I found a rendition of The Hobbit that in my opinion is better than the trash PJ made...enjoy


----------



## Elbereth Vala Varda (Jul 6, 2022)

Erestor Arcamen said:


> I found a rendition of The Hobbit that in my opinion is better than the trash PJ made...enjoy


This is funny! It is actually a good rendition, since there is no Tauriel and all kinds of license being put on it. It is true to Tolkien-- and I like it.


----------



## Radaghast (Jul 6, 2022)

Galadriel is missing from the final shot. Also, I feel the creator missed an opportunity there by not having Tauriel say, "Why does it hurt so much?"


----------



## Elbereth Vala Varda (Jul 6, 2022)

Radaghast said:


> Galadriel is missing from the final shot. Also, I feel the creator missed an opportunity there by not having Tauriel say, "Why does it hurt so much?"


Galadriel isn't in The Hobbit from my own memory, and I know Tauriel isn't, yet I trust now to see that you are simply referencing the very disappointing PJ movies....


----------



## Radaghast (Jul 6, 2022)

Elbereth Vala Varda said:


> Galadriel isn't in The Hobbit from my own memory, and I know Tauriel isn't, yet I trust now to see that you are simply referencing the very disappointing PJ movies....


Yes, the Lego short shows all the non-book characters at the end, except Lady G.


----------



## Erestor Arcamen (Jul 6, 2022)

Radaghast said:


> Yes, the Lego short shows all the non-book characters at the end, except Lady G.


Yeah I missed that too until I saw your comment. Thanks!


----------



## Elbereth Vala Varda (Jul 6, 2022)

Radaghast said:


> Yes, the Lego short shows all the non-book characters at the end, except Lady G.

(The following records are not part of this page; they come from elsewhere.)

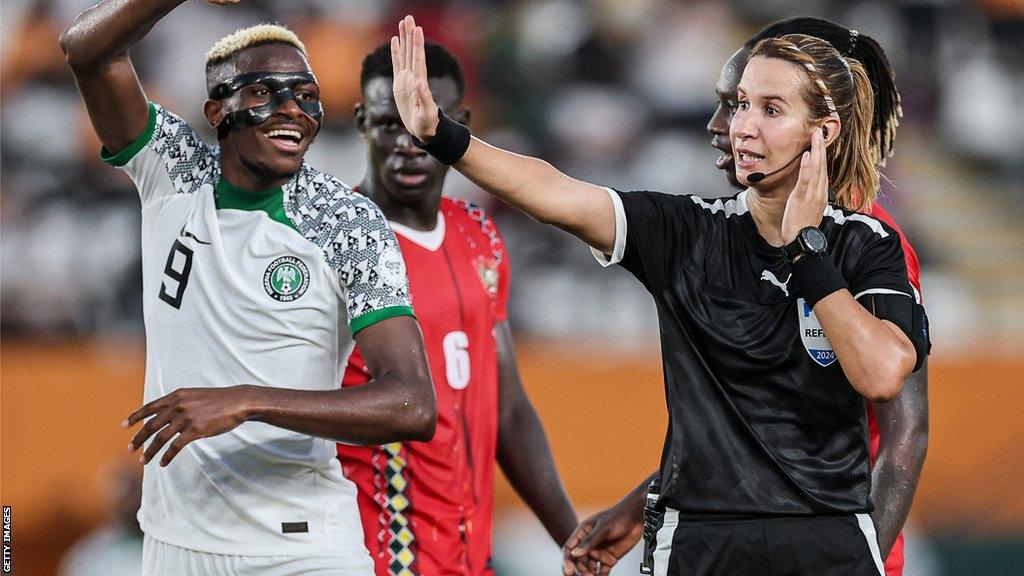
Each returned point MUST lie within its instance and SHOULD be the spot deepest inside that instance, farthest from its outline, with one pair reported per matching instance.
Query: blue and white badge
(813, 336)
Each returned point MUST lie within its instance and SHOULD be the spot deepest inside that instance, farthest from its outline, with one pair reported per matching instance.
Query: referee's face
(771, 125)
(718, 126)
(408, 174)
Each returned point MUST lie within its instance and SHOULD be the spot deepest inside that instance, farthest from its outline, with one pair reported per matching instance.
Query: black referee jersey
(762, 420)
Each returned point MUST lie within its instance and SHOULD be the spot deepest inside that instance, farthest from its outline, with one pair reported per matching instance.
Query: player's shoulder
(324, 197)
(173, 135)
(332, 215)
(849, 223)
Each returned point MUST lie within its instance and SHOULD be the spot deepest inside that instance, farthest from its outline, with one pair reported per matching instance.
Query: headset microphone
(756, 177)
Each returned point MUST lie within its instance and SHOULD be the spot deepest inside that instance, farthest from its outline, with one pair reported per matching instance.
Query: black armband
(814, 278)
(907, 315)
(450, 141)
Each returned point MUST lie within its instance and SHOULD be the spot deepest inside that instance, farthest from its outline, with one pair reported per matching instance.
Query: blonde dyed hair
(252, 36)
(840, 87)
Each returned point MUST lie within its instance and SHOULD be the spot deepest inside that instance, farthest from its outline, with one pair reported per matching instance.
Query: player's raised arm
(528, 183)
(96, 47)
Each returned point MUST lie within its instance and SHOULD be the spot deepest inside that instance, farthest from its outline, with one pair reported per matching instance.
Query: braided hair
(864, 49)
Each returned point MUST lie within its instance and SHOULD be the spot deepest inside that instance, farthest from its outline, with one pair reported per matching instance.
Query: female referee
(898, 429)
(765, 468)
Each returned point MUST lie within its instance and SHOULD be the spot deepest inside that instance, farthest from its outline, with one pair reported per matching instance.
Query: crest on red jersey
(486, 270)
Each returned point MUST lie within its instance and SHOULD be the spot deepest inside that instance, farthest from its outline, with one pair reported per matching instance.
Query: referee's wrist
(814, 278)
(450, 141)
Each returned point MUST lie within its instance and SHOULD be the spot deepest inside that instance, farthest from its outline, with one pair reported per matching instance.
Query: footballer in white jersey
(257, 273)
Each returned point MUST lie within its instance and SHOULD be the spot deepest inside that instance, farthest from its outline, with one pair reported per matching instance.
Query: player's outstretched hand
(808, 200)
(189, 413)
(602, 539)
(412, 95)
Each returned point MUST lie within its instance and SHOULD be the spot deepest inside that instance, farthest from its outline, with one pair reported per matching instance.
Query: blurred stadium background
(612, 91)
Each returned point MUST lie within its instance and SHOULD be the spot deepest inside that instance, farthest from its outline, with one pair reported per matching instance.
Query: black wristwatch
(810, 241)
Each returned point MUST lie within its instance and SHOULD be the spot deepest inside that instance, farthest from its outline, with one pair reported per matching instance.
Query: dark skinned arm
(523, 451)
(902, 446)
(95, 46)
(398, 405)
(606, 536)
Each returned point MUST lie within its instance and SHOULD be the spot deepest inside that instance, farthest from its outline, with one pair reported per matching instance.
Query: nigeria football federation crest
(286, 279)
(813, 336)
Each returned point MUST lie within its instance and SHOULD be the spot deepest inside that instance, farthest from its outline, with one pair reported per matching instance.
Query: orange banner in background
(604, 411)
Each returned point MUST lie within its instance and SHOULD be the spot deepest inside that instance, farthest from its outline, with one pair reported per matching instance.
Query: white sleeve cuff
(620, 245)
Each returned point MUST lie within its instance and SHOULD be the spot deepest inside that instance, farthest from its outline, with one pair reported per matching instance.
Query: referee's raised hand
(412, 94)
(807, 203)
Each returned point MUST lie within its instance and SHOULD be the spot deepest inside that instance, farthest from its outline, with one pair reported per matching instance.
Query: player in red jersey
(898, 429)
(426, 507)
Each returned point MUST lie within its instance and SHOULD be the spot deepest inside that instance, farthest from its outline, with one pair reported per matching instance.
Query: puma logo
(770, 277)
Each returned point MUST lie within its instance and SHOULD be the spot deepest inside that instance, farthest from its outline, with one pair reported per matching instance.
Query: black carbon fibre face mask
(282, 86)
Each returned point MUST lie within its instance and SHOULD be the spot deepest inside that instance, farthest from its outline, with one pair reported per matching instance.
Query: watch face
(815, 240)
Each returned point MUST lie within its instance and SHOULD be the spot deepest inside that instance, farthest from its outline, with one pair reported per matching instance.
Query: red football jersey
(426, 507)
(894, 564)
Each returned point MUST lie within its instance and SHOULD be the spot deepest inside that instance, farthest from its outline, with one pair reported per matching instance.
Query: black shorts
(837, 545)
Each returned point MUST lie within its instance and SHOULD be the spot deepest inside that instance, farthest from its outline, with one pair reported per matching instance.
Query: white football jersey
(259, 288)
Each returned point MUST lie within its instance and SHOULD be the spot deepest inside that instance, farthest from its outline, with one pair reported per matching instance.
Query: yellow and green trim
(129, 152)
(376, 316)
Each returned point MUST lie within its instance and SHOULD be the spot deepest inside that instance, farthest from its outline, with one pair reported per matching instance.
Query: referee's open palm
(412, 94)
(807, 203)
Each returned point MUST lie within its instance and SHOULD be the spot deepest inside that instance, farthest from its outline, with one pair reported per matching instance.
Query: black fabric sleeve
(659, 234)
(880, 284)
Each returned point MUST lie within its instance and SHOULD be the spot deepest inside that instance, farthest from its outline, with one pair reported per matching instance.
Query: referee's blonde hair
(837, 86)
(252, 36)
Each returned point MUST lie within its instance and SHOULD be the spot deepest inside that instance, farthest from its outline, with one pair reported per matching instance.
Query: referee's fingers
(144, 411)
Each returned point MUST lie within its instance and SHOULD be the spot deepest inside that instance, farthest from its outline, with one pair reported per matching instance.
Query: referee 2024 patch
(813, 336)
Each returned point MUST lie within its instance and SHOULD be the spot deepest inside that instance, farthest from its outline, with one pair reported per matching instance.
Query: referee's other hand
(597, 544)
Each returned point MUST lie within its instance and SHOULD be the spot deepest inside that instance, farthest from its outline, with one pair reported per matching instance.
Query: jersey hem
(619, 244)
(376, 316)
(129, 152)
(269, 549)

So did I! Now I see it.. I wonder why they excluded Lady Galadriel from the outro..


----------



## Starbrow (Jul 6, 2022)

Waaaay better than PJ's trash version.


----------



## Elbereth Vala Varda (Jul 7, 2022)

Starbrow said:


> Waaaay better than PJ's trash version.


His movie may have better graphics, but story-wise, this short film is more true to Tolkien, thus a better film for true Tolkien-lovers.


----------